2) A NULIDADE DA DECISÃO CONTRÁRIA À PROVA DOS AUTOS
Assevera o apelante que a decisão é contrária à prova dos autos, pugnando pela anulação do julgamento feito pelo Tribunal do Júri.
Assim, o Júri, enquanto uma instituição social, de caráter objetivo e constitucionalmente protegida (art. 5.º XXXVIII CF), possui na soberania dos veredictos uma garantia direta de sua própria existência.
In casu, o Apelante fundamenta o recurso interposto no argumento de que o decisum é manifestamente contrário à prova dos autos, embasado-o na hipótese em que os jurados decidem arbitrariamente, dissociando-se de toda e qualquer evidência probatória, motivo pelo qual se admite que seja anulado o julgamento proferido pelo Tribunal Popular.
Elucidando os liames em que tal hipótese deve ser compreendida, cumpre destacar o magistério de DAMÁSIO EVANGELISTA DE JESUS, in Código de Processo Penal Anotado", 16ª Edição, p.422, que afirma:
"É pacífico que o advérbio 'manifestamente (III, d) dá bem a idéia de que só se admite seja o julgamento anulado quando a decisão do Conselho de Sentença é arbitrária, porque se dissocia integralmente da prova dos autos.

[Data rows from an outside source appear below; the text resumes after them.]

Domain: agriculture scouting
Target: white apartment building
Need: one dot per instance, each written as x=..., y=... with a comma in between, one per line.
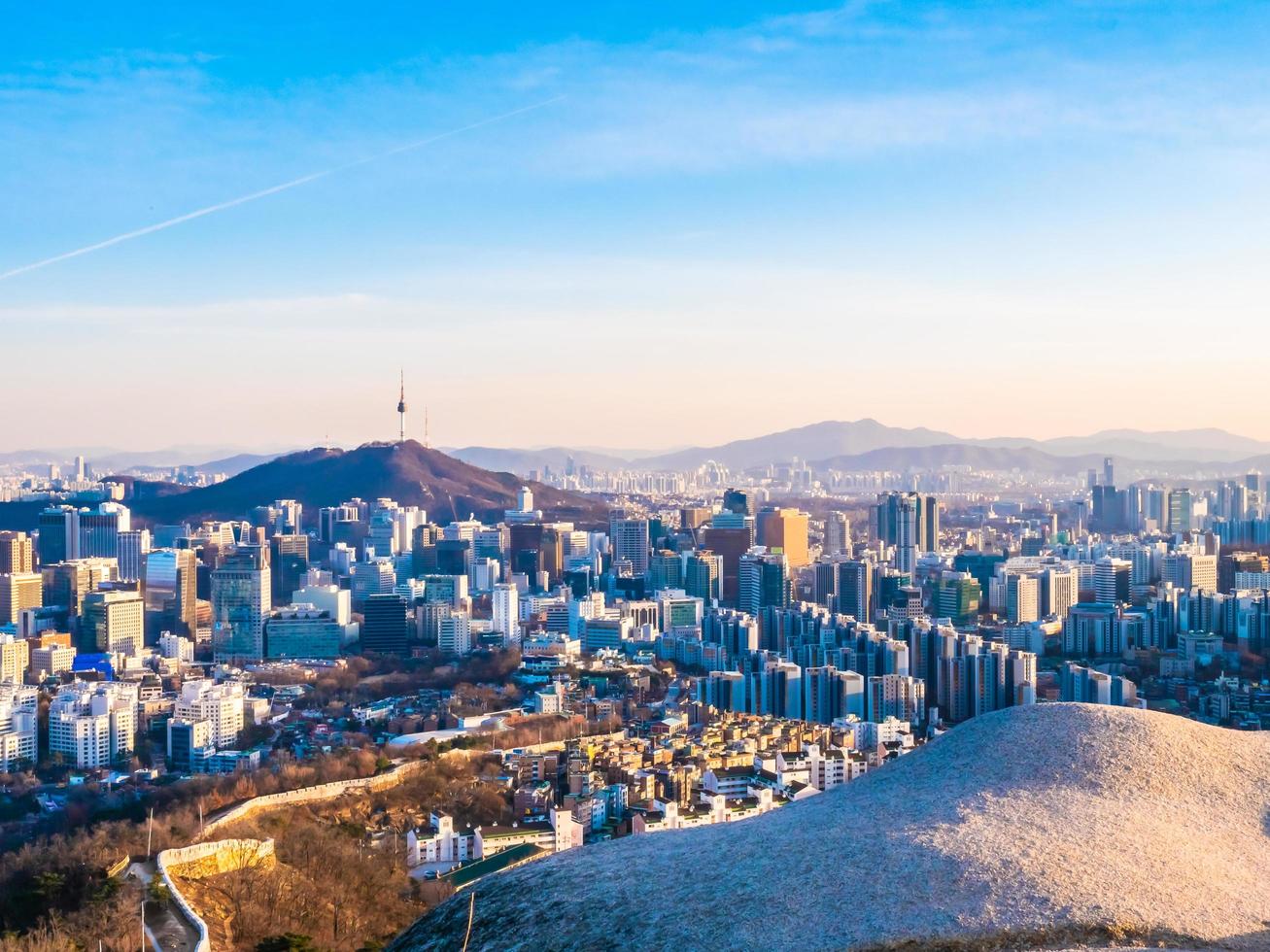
x=177, y=648
x=455, y=633
x=91, y=725
x=439, y=843
x=219, y=703
x=507, y=613
x=19, y=707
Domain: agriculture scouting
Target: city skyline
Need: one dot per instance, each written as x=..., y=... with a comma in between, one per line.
x=1060, y=199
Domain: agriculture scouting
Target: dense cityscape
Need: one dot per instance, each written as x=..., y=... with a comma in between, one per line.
x=703, y=646
x=634, y=476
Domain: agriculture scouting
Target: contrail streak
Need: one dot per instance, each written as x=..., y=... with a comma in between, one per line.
x=271, y=190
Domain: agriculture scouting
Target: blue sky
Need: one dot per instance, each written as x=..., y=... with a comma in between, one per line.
x=992, y=219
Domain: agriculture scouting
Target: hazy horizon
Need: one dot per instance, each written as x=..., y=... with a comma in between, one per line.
x=571, y=226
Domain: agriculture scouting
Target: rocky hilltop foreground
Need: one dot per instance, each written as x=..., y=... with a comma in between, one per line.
x=1057, y=823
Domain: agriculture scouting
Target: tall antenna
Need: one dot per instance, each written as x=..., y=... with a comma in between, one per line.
x=401, y=406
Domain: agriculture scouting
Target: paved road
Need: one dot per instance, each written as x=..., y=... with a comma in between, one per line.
x=168, y=928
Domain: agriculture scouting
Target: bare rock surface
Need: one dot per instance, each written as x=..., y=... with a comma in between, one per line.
x=1034, y=823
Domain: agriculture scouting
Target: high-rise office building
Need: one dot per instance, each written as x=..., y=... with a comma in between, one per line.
x=241, y=600
x=170, y=591
x=302, y=631
x=781, y=529
x=956, y=596
x=99, y=529
x=505, y=604
x=1180, y=513
x=132, y=547
x=764, y=580
x=703, y=571
x=113, y=622
x=17, y=554
x=665, y=571
x=385, y=626
x=1112, y=579
x=740, y=501
x=630, y=543
x=66, y=583
x=15, y=658
x=19, y=592
x=1022, y=598
x=455, y=633
x=855, y=591
x=910, y=522
x=1059, y=591
x=837, y=533
x=729, y=536
x=289, y=561
x=58, y=534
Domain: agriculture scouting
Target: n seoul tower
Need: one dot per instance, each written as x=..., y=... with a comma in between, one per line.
x=401, y=408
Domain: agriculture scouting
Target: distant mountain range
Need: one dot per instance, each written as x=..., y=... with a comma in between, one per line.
x=205, y=459
x=844, y=444
x=869, y=443
x=408, y=472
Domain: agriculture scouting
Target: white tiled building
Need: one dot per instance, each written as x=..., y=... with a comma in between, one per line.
x=17, y=715
x=219, y=703
x=91, y=725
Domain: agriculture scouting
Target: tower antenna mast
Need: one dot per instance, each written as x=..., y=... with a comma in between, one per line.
x=401, y=406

E não contraria esta a decisão que, com supedâneo nos elementos de convicção deles constante, opte por uma das versões apresentadas."
Desta feita, resulta que, oferecidas aos jurados duas vertentes alternativas da verdade dos fatos, fundadas pelo conjunto da prova, mostra-se inadmissível que o Tribunal de Justiça, quer em sede de apelação, quer em sede de revisão criminal, desconstitua a opção do Tribunal do Júri - porque manifestamente contrária à prova dos autos - sufragando, para tanto, tese contrária.
Logo, o Tribunal do Júri tem liberdade para escolher uma das versões verossímeis, ainda que esta não seja eventualmente a melhor decisão.
A legítima defesa consubstancia-se na hipótese do indivíduo que, usando moderadamente dos meios necessários, repele injusta agressão, atual ou iminente, a direito seu ou de outrem. O reconhecimento desta excludente requer a ocorrência de alguns requisitos, quais sejam: a reação a uma agressão atual ou iminente e injusta; a defesa de um direito próprio ou alheio; a moderação do emprego dos meios necessários à repulsa; e o elemento subjetivo.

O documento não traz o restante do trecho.